J. A. : L’une des plus belles photos de la Terre a été prise par les astronautes depuis la Lune, et montre une « perle bleue », comme disait Carl Sagan. Elle nous permet de voir la planète dans son intégralité, tout comme les satellites placés en orbite. L’appréhension moderne que nous avons de la Terre, où nous voyons que tous les éléments sont liés, découle des programmes spatiaux. Les données scientifiques et techniques que nous obtenons des satellites nous apportent à la fois des éléments d’analyse globale, mais aussi locale, ce qui nous enjoint d’agir à ces deux échelles. Les programmes spatiaux nous montrent aussi la singularité de notre planète dans l’univers.

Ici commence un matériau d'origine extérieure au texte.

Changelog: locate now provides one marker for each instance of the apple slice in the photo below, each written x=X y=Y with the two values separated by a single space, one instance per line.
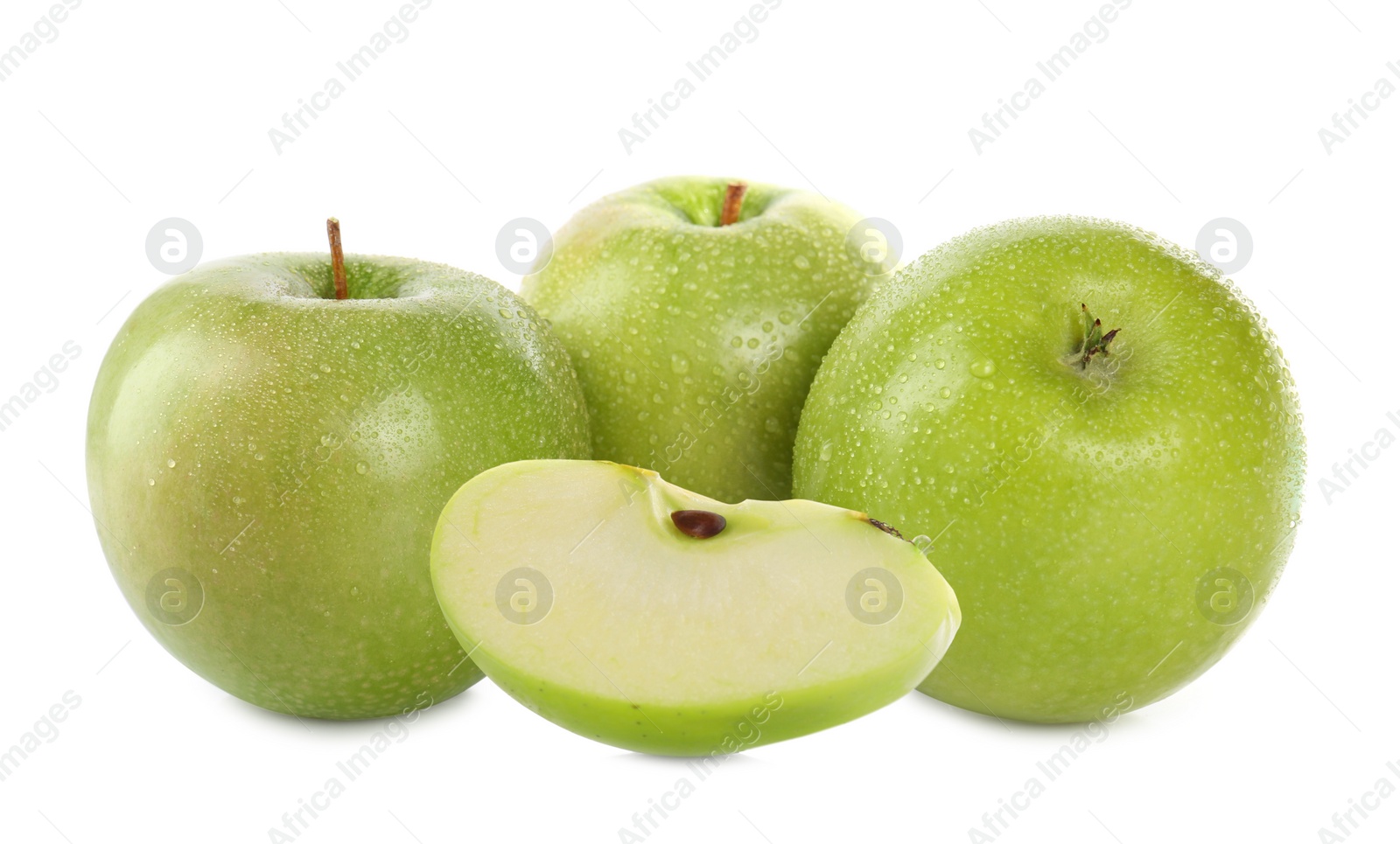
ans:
x=646 y=616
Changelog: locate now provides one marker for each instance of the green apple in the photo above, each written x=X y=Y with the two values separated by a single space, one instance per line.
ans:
x=1112 y=500
x=646 y=616
x=266 y=465
x=696 y=333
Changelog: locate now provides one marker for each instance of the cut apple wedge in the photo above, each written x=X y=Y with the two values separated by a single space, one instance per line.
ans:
x=646 y=616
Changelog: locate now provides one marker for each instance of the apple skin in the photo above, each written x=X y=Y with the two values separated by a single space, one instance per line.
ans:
x=289 y=454
x=696 y=343
x=1078 y=514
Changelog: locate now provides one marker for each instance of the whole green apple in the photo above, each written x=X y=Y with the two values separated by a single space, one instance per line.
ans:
x=696 y=312
x=1112 y=500
x=266 y=465
x=660 y=620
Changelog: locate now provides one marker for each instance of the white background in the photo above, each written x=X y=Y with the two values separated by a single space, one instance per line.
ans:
x=1187 y=111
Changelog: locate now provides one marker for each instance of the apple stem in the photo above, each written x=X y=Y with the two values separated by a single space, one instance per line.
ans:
x=338 y=258
x=886 y=528
x=1096 y=339
x=732 y=203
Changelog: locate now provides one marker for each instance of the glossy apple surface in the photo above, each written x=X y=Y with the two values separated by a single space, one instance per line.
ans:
x=266 y=465
x=646 y=616
x=696 y=342
x=1110 y=525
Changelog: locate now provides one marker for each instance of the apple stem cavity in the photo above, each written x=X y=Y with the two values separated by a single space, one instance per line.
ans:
x=338 y=258
x=732 y=203
x=1096 y=339
x=702 y=524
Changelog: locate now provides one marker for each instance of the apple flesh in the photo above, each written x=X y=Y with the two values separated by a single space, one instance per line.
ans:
x=696 y=338
x=1112 y=520
x=646 y=616
x=266 y=465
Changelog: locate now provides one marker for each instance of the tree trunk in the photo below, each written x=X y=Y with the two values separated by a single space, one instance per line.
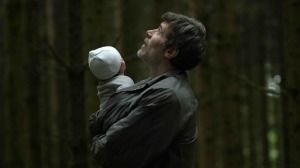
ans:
x=18 y=154
x=76 y=76
x=3 y=115
x=34 y=77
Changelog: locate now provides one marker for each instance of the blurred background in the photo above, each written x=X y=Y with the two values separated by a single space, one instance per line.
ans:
x=248 y=86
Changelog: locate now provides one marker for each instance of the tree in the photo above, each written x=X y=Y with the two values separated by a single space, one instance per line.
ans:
x=76 y=79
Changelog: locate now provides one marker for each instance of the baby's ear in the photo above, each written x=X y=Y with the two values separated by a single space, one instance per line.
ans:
x=122 y=68
x=171 y=53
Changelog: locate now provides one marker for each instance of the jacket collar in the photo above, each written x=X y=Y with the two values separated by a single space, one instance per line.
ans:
x=150 y=81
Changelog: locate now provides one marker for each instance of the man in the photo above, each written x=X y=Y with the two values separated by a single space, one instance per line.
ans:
x=152 y=124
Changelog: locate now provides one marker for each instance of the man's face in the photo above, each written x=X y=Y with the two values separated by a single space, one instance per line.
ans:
x=152 y=50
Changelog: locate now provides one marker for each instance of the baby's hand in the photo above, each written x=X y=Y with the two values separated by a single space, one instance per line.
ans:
x=122 y=68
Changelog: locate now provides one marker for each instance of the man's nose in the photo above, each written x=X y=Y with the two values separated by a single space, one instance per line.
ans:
x=149 y=33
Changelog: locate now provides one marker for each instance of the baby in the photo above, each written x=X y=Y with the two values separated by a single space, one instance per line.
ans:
x=106 y=63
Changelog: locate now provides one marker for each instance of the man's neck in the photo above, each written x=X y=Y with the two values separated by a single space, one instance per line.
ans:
x=160 y=70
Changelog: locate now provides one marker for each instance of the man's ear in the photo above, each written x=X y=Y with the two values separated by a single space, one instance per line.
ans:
x=171 y=53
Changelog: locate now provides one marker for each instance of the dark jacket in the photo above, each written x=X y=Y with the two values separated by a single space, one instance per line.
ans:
x=151 y=124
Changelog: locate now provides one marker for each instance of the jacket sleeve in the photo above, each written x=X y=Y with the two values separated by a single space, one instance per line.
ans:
x=143 y=135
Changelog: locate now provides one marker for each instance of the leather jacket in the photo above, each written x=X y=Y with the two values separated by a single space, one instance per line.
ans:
x=151 y=124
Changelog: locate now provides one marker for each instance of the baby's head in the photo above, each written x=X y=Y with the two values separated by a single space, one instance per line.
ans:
x=105 y=62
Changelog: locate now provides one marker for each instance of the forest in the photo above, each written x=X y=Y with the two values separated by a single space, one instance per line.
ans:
x=248 y=86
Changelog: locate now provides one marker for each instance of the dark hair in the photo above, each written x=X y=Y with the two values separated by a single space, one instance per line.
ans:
x=188 y=36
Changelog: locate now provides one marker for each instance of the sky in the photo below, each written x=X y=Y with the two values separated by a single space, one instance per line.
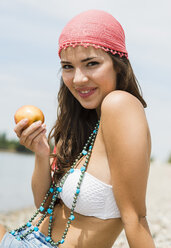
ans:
x=29 y=64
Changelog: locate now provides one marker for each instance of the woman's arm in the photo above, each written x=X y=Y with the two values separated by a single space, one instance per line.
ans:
x=34 y=138
x=124 y=128
x=41 y=180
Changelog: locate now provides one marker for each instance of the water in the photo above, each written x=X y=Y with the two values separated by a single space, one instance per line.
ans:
x=15 y=181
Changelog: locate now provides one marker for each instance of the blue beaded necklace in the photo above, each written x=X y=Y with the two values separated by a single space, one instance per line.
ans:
x=55 y=189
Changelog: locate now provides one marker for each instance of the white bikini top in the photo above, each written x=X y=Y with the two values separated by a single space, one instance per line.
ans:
x=96 y=198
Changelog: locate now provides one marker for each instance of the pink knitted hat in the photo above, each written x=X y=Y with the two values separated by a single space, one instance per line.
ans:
x=95 y=28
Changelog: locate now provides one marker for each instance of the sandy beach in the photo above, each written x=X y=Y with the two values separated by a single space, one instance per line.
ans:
x=158 y=203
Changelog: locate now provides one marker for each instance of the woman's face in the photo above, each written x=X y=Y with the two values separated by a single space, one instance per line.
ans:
x=89 y=75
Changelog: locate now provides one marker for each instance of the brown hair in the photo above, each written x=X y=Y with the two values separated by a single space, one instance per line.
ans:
x=75 y=123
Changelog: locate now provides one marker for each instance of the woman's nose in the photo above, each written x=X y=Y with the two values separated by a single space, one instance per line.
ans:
x=79 y=77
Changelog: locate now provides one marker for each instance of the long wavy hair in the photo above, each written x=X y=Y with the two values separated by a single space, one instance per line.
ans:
x=75 y=123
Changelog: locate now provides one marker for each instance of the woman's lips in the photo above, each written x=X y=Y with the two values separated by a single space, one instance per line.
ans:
x=86 y=93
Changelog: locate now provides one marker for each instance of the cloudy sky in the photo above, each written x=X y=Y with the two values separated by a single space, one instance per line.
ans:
x=29 y=65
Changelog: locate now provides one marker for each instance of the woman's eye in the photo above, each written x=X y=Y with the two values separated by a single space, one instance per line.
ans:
x=66 y=67
x=92 y=63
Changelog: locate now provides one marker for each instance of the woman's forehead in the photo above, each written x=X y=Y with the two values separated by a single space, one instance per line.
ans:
x=81 y=52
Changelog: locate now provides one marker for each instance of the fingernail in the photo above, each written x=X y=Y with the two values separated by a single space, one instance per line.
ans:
x=25 y=120
x=38 y=122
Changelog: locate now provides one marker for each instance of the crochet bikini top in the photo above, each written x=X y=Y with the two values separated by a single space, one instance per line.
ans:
x=96 y=198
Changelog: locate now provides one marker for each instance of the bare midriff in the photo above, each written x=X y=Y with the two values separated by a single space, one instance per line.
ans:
x=84 y=231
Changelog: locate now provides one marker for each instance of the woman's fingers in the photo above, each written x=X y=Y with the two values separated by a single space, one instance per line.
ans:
x=20 y=126
x=35 y=127
x=32 y=137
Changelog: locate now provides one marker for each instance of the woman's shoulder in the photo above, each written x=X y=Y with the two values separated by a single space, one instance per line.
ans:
x=121 y=99
x=122 y=107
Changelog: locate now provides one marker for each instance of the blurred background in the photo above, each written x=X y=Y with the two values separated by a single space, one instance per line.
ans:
x=29 y=74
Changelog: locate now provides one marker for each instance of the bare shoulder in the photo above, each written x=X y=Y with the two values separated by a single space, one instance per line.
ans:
x=118 y=99
x=121 y=106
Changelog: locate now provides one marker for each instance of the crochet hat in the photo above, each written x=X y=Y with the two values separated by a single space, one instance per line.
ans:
x=95 y=28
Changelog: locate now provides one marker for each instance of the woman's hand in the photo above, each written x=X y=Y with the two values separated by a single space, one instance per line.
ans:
x=33 y=137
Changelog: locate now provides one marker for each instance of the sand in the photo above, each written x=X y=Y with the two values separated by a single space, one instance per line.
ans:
x=158 y=209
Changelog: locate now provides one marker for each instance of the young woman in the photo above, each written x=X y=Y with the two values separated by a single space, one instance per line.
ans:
x=102 y=147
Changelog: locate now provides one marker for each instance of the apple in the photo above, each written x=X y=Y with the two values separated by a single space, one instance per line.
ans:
x=30 y=112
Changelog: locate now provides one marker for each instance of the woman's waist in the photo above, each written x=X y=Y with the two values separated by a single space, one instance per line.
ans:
x=84 y=231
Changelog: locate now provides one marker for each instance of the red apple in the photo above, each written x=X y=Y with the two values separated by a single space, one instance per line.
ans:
x=30 y=112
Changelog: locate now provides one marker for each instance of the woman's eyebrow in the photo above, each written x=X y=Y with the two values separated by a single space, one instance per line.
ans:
x=83 y=60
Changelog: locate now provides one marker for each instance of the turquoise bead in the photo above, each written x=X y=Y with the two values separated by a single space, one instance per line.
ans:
x=72 y=217
x=36 y=229
x=28 y=224
x=56 y=189
x=59 y=189
x=84 y=152
x=51 y=190
x=49 y=210
x=83 y=168
x=71 y=170
x=41 y=209
x=48 y=239
x=62 y=241
x=77 y=191
x=12 y=232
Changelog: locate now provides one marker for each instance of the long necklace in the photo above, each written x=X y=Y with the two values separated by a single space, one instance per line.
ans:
x=55 y=189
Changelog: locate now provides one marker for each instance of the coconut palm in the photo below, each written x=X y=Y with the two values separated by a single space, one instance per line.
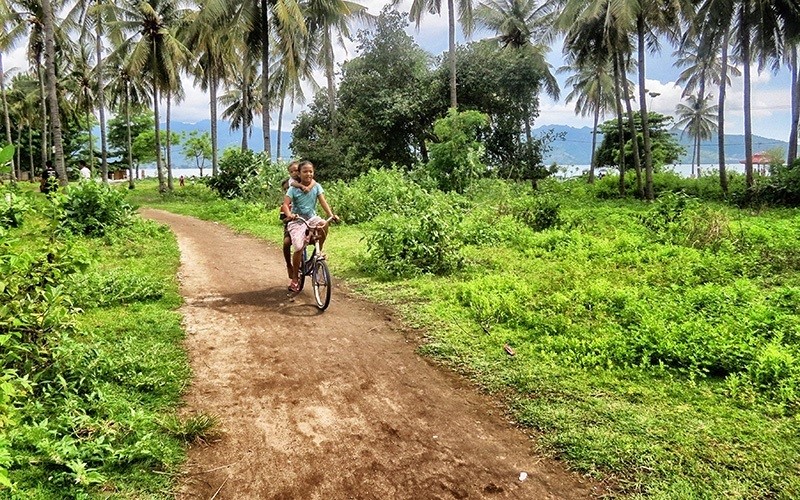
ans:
x=697 y=118
x=207 y=35
x=125 y=91
x=593 y=92
x=794 y=68
x=466 y=20
x=255 y=18
x=12 y=30
x=331 y=20
x=523 y=26
x=146 y=33
x=759 y=29
x=293 y=63
x=242 y=106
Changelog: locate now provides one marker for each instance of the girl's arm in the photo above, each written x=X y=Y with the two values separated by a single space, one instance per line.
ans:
x=294 y=183
x=285 y=208
x=326 y=207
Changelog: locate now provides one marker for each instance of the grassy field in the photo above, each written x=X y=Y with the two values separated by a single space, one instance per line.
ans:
x=656 y=346
x=101 y=353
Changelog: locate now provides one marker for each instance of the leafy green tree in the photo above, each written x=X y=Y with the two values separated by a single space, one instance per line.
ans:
x=122 y=133
x=759 y=30
x=152 y=48
x=505 y=83
x=465 y=17
x=666 y=148
x=388 y=100
x=457 y=156
x=197 y=146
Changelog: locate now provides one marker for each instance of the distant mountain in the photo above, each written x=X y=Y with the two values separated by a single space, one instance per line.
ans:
x=226 y=139
x=575 y=146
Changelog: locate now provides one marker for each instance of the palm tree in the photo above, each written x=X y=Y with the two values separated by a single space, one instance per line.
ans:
x=593 y=92
x=522 y=26
x=759 y=29
x=255 y=18
x=82 y=80
x=13 y=29
x=49 y=22
x=707 y=63
x=465 y=17
x=207 y=36
x=153 y=49
x=697 y=118
x=794 y=68
x=293 y=63
x=331 y=19
x=240 y=101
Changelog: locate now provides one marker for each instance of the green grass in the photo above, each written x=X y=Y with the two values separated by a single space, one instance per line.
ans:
x=95 y=429
x=662 y=360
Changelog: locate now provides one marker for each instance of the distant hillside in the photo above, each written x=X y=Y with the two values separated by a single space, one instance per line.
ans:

Aucun objet similaire n’a été découvert jusque-là. Des exoplanètes ont été détectées, des sœurs jumelles de la Terre ont été observées, mais aucun signe de vie n’a été décelé. Ceci donne une valeur incroyable qui doit nous rendre d’autant plus responsables.
TGL : Sommes-nous donc vraiment seuls dans l’univers ? En quoi l’avancement des sciences a-t-il fait progresser cette question que l’humanité se pose depuis des millénaires ?
J. A. : C’est vrai que cette question est très ancienne et, pendant des siècles, a été traitée de façon spéculative. Lorsque des engins humains ont pu quitter l’orbite terrestre, elle a été remise au goût du jour avec un aspect scientifique et technique. C’est devenu l’exobiologie, ou astrobiologie. Pour autant, jusqu’à présent, on n’a rien trouvé. On a observé des exoplanètes depuis 1995, ce qui multiplie les chances d’une vie extraterrestre, mais on n’a aujourd’hui aucune trace de vie passée ou présente ailleurs que sur Terre. Cette situation est passionnante : malgré les progrès techniques, la question ancienne de la pluralité des mondes demeure complètement ouverte.
TGL : Et pour le théologien que vous êtes, quelle est la place de Dieu face à la science ?
J. A. : Dans mon livre Sous le voile du cosmos, j’ai voulu faire une enquête pour voir si et comment les physiciens et astrophysiciens parlent de Dieu. Je constate que les scientifiques du xxe siècle évoquent un Dieu à géométrie variable, qu’il s’agisse du Dieu de Spinoza pour Einstein, du Dieu de la tradition chrétienne pour certains de ses collègues. Ils le font toujours avec une grande lucidité et une certaine liberté par rapport aux traditions religieuses actuelles ou anciennes. Ils le font aussi avec un questionnement assez juste : grâce aux sciences, l’univers a pris des allures qui sont éloignées de celles des traditions religieuses, et ces dernières n’en ont pas toujours pris la mesure. Or, les savants, toujours avec un très grand respect, se demandent pourquoi les religions n’ont pas pris la nouvelle mesure de l’univers. Toute leur théologie, même leur Dieu, deviennent étriqués. Il en découle que des personnes se sentent mal à l’aise dans des traditions religieuses restées trop ringardes par rapport aux connaissances actuelles sur l’univers.